1. The problem statement, all variables and given/known data

A box has 10 bass, 6 are black and 4 are white. Three balls are removed from the box, color unknown. Find the probability that a fourth ball removed will be white.

2. Relevant equations

3. The attempt at a solution

I got:
$$\frac{4}{10} * \frac{3}{9} * \frac{2}{8} * \frac{1}{7} = 0.00476$$

2. Dec 3, 2009

How?

3. Dec 4, 2009

updated

4. Dec 4, 2009

### diazona

Ah, I see. You used 4/10, 3/9, and 2/8 as the probability for the first three balls - but those are the probabilities of picking all white balls. What if the first ball picked is black? Or if the second ball picked is black? Or if all of the first three are black? You haven't accounted for any of those possibilities.

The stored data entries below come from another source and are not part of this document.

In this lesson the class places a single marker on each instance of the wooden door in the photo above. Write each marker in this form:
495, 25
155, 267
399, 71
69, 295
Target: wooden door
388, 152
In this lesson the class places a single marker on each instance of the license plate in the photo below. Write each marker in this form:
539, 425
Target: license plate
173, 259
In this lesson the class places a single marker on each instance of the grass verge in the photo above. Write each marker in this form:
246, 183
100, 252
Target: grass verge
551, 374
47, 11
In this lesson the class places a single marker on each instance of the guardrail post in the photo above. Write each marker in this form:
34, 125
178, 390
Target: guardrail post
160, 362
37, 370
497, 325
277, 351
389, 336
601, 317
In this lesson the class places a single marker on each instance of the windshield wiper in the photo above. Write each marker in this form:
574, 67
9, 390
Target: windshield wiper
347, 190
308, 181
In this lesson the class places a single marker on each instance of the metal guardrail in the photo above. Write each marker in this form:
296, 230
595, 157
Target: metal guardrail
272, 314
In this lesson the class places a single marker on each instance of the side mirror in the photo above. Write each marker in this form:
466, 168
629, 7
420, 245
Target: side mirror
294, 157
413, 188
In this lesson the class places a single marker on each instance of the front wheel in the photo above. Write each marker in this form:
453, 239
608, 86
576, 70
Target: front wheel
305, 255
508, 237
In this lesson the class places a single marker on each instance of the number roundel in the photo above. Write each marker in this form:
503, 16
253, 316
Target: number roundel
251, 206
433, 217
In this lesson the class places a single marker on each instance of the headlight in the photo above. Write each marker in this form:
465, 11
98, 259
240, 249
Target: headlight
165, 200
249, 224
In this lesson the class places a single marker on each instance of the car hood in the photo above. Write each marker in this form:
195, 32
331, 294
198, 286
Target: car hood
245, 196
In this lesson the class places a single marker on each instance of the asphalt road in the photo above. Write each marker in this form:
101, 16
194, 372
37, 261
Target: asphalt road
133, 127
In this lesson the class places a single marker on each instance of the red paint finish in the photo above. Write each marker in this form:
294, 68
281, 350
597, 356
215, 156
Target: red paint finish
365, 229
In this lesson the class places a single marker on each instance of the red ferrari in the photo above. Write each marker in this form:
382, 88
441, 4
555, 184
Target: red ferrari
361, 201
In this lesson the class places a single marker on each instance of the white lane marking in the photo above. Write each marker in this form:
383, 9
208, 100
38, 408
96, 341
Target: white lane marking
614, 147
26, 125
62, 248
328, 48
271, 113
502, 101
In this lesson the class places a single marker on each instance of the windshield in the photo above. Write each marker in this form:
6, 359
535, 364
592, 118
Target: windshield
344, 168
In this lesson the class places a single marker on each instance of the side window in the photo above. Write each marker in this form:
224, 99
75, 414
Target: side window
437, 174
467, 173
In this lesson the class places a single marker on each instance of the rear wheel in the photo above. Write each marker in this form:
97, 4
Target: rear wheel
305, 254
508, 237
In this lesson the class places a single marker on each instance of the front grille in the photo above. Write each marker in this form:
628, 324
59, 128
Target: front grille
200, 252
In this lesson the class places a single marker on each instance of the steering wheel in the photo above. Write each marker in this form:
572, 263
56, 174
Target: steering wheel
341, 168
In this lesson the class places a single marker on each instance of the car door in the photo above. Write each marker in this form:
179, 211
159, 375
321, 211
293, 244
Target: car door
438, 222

You should first figure out how many different possibilities there are for the colors of the first 3 balls.

Then, once you've done that, for each of those possibilities, calculate the probability that the first three balls are those colors and then the fourth ball is white.

Finally, since those are mutually exclusive possibilities (the first three balls are either WWW, WWB, WBW, ... but only one of those), you can add up the probabilities for all the cases.

5. Dec 4, 2009

### duki

Ok, I got 0.3905?

6. Dec 4, 2009

### sylas

As phrased this is a trick question, I think; a very good one.

As phrased, it appears that you are given no information at all about the colour of the balls that are removed, right?

Think about this. Suppose you take two balls out of the box, in the dark, and put them in two paper bags. Now switch on the light, and look at your bags.

What is the probability that the ball in the first bag is white?
What is the probability that the ball in the second bag is white?

Cheers -- sylas

7. Dec 4, 2009

### diazona

That's not quite what I got. What did you add up? (Remember you have to show your work for as long as you continue to want help!)

I think sylas has in mind a different way of reasoning, trickier but shorter... I didn't mention that at first because I figured there was more educational value in doing it the straightforward way.

8. Dec 8, 2009

### zgozvrm

Without showing my work, I got 0.2.
Not sure if I'm right though.

9. Dec 8, 2009

### sylas

I got twice as much as that....

10. Dec 8, 2009

### zgozvrm

After re-calculating, so did I!